Bias vs. variance over many simulations
Single runs are noisy. Run the 2×2 design 100 times with fresh draws (same parameters, different ε) to see how the estimate spreads around the true ATT.
DiD estimators side by side — the post's headline numbers
These numbers come straight from the post's three case studies: the classic 2×2 with true ATT = 5; the staggered-adoption comparison of TWFE versus Callaway–Sant'Anna; and HonestDiD's robust CI at five M values. Toggle outcomes and methods to compare. Hover any point to see the SE, CI, and diagnostic context.
What to look for
- Toggle the "Staggered" row. Naive TWFE returns 2.18; Callaway–Sant'Anna returns 2.41. The 10% upward correction is the 28.3% weight on forbidden comparisons being removed.
- Look at the HonestDiD row. As M climbs from 0 to 15, the CI widens dramatically (from [2.53, 2.66] to [0.38, 4.81]) but the lower bound stays above zero. That is what "exceptionally robust" looks like.
- Compare the classic 2×2 to its event-study average. Both recover the true ATT of 5 within sampling error (5.12 and 4.80), confirming that the basic estimator works when treatment timing is shared.
Outcomes (settings)
Methods
Why does TWFE underestimate in the staggered setting?
With three cohorts (treated at periods 3, 5, 7) and a never-treated group, TWFE pools all of them into a single regression. Because treatment effects grow over time, an already-treated cohort 3 unit at period 5 has an elevated outcome. When TWFE uses that unit as a "control" for cohort 5, the comparison underestimates cohort 5's true effect. Bacon decomposition reveals 28.3% of TWFE's weight comes from these forbidden comparisons, pulling the average down to 2.18 versus the cleaner Callaway–Sant'Anna estimate of 2.41.
Connecting back to Tab 2
The 2×2 DiD simulator on the previous tab is exactly the building block of every method shown here — Callaway–Sant'Anna in particular is just a careful weighted average of valid 2×2 comparisons. The forbidden-comparison problem only appears when the 2×2 building block uses an already-treated unit as a "control".
HonestDiD — how robust is the conclusion?
Parallel trends is untestable for the post-treatment period — we never observe the counterfactual. Instead of assuming the violation is exactly zero, HonestDiD bounds it.
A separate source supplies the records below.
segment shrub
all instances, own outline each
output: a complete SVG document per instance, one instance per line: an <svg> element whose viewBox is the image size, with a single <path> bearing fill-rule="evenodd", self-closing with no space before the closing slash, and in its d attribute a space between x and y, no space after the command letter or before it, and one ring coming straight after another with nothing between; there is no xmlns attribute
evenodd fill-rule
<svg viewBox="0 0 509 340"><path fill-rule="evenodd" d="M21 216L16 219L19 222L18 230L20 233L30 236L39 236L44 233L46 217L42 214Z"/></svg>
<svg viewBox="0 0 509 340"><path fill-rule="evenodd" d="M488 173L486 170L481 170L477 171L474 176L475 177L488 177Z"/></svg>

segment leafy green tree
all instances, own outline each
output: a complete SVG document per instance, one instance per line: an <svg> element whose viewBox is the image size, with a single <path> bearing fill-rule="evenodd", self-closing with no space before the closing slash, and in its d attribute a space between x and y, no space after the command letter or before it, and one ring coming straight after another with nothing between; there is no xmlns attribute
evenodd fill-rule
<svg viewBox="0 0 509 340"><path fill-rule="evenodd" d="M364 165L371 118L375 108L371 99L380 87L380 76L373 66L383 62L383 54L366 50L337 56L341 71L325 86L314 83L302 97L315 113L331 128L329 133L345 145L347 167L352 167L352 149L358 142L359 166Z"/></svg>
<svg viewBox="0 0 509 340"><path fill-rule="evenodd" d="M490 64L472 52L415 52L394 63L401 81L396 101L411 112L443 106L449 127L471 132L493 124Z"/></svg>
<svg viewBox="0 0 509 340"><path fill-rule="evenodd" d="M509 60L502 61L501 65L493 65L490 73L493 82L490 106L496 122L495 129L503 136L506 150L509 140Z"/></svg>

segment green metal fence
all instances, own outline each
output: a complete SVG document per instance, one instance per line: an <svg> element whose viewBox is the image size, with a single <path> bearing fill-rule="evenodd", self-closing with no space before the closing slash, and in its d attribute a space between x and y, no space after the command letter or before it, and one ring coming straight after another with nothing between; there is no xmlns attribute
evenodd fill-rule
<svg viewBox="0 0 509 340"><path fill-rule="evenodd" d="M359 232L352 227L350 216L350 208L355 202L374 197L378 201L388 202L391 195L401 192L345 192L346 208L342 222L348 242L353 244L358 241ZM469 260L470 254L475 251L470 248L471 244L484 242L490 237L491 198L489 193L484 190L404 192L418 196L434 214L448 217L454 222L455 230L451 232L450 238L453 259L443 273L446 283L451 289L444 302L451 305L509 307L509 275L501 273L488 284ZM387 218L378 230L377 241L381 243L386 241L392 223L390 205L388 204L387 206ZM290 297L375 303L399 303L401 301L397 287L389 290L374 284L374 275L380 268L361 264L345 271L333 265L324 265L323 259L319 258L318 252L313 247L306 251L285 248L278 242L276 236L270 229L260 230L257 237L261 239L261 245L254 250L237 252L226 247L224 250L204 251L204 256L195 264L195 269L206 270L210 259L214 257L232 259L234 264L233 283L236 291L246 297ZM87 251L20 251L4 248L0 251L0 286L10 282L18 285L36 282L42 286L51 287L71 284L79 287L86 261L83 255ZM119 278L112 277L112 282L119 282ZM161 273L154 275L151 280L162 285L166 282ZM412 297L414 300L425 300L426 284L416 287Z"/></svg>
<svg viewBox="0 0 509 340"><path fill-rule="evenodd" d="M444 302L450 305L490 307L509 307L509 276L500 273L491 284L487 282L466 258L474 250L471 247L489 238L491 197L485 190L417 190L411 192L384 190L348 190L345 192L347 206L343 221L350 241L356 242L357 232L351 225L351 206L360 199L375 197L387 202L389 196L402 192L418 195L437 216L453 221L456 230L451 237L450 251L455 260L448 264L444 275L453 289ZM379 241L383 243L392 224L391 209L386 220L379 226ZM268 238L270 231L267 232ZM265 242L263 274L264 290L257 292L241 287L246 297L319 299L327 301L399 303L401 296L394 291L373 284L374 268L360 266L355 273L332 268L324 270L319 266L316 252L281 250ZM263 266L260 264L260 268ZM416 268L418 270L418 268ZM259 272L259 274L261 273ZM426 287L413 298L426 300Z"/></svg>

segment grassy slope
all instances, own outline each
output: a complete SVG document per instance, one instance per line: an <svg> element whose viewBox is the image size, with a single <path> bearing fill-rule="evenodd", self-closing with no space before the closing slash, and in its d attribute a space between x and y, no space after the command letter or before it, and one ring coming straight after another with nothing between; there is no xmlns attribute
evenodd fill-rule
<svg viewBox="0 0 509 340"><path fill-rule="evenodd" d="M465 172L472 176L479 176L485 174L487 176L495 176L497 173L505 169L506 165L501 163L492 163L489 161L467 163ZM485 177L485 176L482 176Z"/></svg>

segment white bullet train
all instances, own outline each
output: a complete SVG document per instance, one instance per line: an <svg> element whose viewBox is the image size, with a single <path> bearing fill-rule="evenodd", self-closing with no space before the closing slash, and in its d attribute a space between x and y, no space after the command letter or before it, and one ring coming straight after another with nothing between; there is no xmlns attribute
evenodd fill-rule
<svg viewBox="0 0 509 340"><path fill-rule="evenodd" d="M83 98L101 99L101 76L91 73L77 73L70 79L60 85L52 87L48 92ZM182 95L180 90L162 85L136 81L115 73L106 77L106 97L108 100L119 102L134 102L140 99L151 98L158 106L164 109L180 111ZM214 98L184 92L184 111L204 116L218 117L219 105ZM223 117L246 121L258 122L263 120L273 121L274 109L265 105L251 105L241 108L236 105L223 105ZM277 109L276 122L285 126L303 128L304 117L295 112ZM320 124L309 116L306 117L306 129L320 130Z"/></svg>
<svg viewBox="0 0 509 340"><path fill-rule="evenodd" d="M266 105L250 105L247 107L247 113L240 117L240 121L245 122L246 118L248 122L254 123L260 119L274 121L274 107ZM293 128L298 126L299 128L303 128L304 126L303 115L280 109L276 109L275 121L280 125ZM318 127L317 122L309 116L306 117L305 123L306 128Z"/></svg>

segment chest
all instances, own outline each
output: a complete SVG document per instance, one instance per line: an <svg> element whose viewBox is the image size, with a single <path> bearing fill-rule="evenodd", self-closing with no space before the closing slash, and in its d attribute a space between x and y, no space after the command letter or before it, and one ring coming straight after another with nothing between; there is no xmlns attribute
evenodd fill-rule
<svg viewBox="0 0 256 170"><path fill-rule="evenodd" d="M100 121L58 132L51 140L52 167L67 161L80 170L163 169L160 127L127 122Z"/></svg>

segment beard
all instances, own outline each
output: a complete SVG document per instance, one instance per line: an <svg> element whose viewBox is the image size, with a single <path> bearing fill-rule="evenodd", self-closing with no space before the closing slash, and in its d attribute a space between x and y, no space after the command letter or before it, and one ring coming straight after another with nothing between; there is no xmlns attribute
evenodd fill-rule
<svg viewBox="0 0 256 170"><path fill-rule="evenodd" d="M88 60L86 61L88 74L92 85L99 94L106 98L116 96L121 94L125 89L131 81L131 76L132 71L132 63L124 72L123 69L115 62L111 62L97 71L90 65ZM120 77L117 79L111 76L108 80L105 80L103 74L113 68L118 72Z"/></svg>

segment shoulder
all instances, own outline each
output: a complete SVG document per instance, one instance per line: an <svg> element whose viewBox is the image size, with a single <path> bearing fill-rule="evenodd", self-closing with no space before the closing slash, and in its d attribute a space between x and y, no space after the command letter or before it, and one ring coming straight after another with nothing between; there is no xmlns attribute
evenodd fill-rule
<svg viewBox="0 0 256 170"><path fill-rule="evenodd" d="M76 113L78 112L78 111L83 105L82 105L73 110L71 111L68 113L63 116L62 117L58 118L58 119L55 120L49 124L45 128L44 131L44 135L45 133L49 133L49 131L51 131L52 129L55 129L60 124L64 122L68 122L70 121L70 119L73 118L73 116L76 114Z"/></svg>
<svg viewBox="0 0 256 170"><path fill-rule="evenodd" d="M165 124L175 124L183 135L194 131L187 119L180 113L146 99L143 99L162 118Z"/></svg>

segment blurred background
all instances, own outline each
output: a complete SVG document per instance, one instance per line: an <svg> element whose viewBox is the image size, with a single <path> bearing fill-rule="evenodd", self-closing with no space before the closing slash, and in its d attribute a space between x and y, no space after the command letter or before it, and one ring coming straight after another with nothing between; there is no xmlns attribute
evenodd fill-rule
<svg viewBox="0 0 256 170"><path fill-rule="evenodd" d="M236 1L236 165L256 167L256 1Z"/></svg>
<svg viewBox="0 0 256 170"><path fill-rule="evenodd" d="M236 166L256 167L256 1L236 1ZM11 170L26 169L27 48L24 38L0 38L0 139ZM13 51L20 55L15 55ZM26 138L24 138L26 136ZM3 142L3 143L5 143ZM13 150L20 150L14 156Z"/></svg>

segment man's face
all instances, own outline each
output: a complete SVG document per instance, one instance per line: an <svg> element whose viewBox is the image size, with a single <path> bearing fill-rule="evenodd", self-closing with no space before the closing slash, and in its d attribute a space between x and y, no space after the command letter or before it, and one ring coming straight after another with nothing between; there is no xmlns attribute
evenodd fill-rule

The parameter M says: "the worst post-treatment violation could be up to M times the worst pre-treatment deviation". Drag the M slider and watch the robust CI widen — the point at which it first includes zero is the breakdown value.
Robust CI at this M
Reading the result
At M = 0 the CI is the standard Callaway–Sant'Anna interval [2.53, 2.66] — narrow and decisive. As M grows the CI widens symmetrically. The breakdown value is where the CI first includes zero. In this post, the breakdown exceeds M = 15 — meaning the treatment conclusion holds even if post-treatment violations are more than 15 times worse than anything observed pre-treatment. By convention, a breakdown above M = 3 is considered strong evidence.
What to look for
- Slide M to 0. The robust CI collapses to the standard CS CI [2.53, 2.66] — no allowance for parallel-trends violations.
- Slide M to 3. The CI is [2.10, 3.09] — still comfortably above zero. The conventional "robust" threshold is passed easily.
- Slide M to 15. The CI is [0.38, 4.81] — the lower bound barely stays positive. The breakdown lies just beyond this slider's range; the post estimates M̄ ≳ 15.
- Compare CI widths. Width at M = 0 is 0.13; width at M = 15 is 4.43 — 34× wider. This is the price you pay for honesty about untestable assumptions.
Why bound rather than test?
A pre-trend test (the post's p = 0.29) only fails to reject parallel trends — it cannot confirm them. Roth (2022) showed that conditioning on passing a pre-test can distort subsequent inference. HonestDiD takes a different stance: it accepts that parallel trends might fail, asks how badly, and reports the answer that survives every "how badly" up to your tolerance.